# youth day



## 2Nd time (Jan 3, 2006)

Saturday was youth day and I took my 11 yearold. He went some with me last year and like it but never got a chance to shoot. This year he has a doe tag so anything goes. Just before the end of the day he had 2 does and 2 last years lams come in all at the same time.  needless to say their was wide eyes and excitement. When the smoke cleared he had missed  but he's hooked and I now have a hunting buddy for life. :beer:


----------



## Invector (Jan 13, 2006)

Would loved to have been there to see it. Tell your son that hes still young and has a lot of time to become good at it.
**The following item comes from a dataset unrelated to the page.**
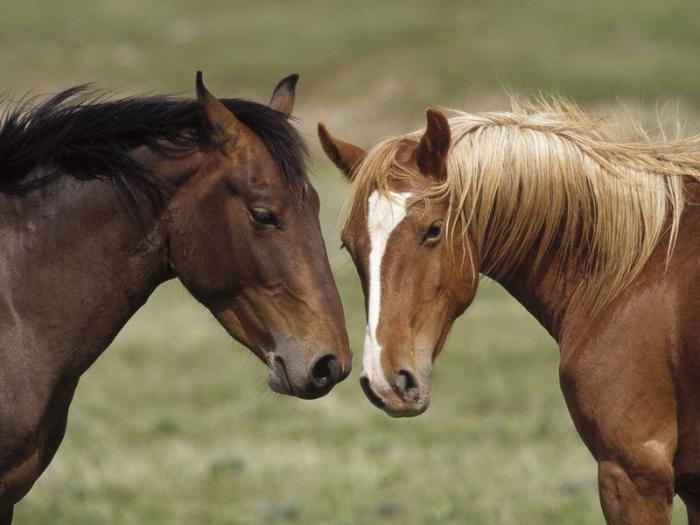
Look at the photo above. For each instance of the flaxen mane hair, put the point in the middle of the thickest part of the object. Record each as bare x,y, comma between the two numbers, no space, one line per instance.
82,134
547,176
Hope he gets one in the regular season :beer:


----------



## ohio (Nov 27, 2005)

do you guys get a youth day for every season....in ohio we gt one for bow season one for gun and one for primitive!!!


----------



## shae1986 (Sep 28, 2006)

Youth Hunts are great, MN is starting to get them started too. Great way to get our youth started into the sport of hunting.


----------



## Gohon (Feb 14, 2005)

Oklahoma has a three day youth antlerless deer gun hunt and a two day spring youth turkey hunt. Both of these are prior to the regular gun season which gives the youngsters a better chance of taking game. It's gone over extremely well in this state. Not to mention Dad gets to scout a little longer. :wink:


----------



## Remington 7400 (Dec 14, 2005)

In Kentucky there is a Youth only Firearms weekend for deer the weekend before Muzzleloading season starts. A Youth only Turkey weekend the weekend before spring season starts. And a FREE Youth only small game and trapping week in December, scheduled so it falls on most schools Christmas breaks. :wink:


----------



## 2Nd time (Jan 3, 2006)

The only youth day for deer is the saturday prior to the regular gun season. Their is also one for spring turky and duck. Same setup saturday prior. No hunting here on sunday's. Youth day is a great thing, they should do it on more things and every state should have them. Take a kid hunting and have the time of youre life!


----------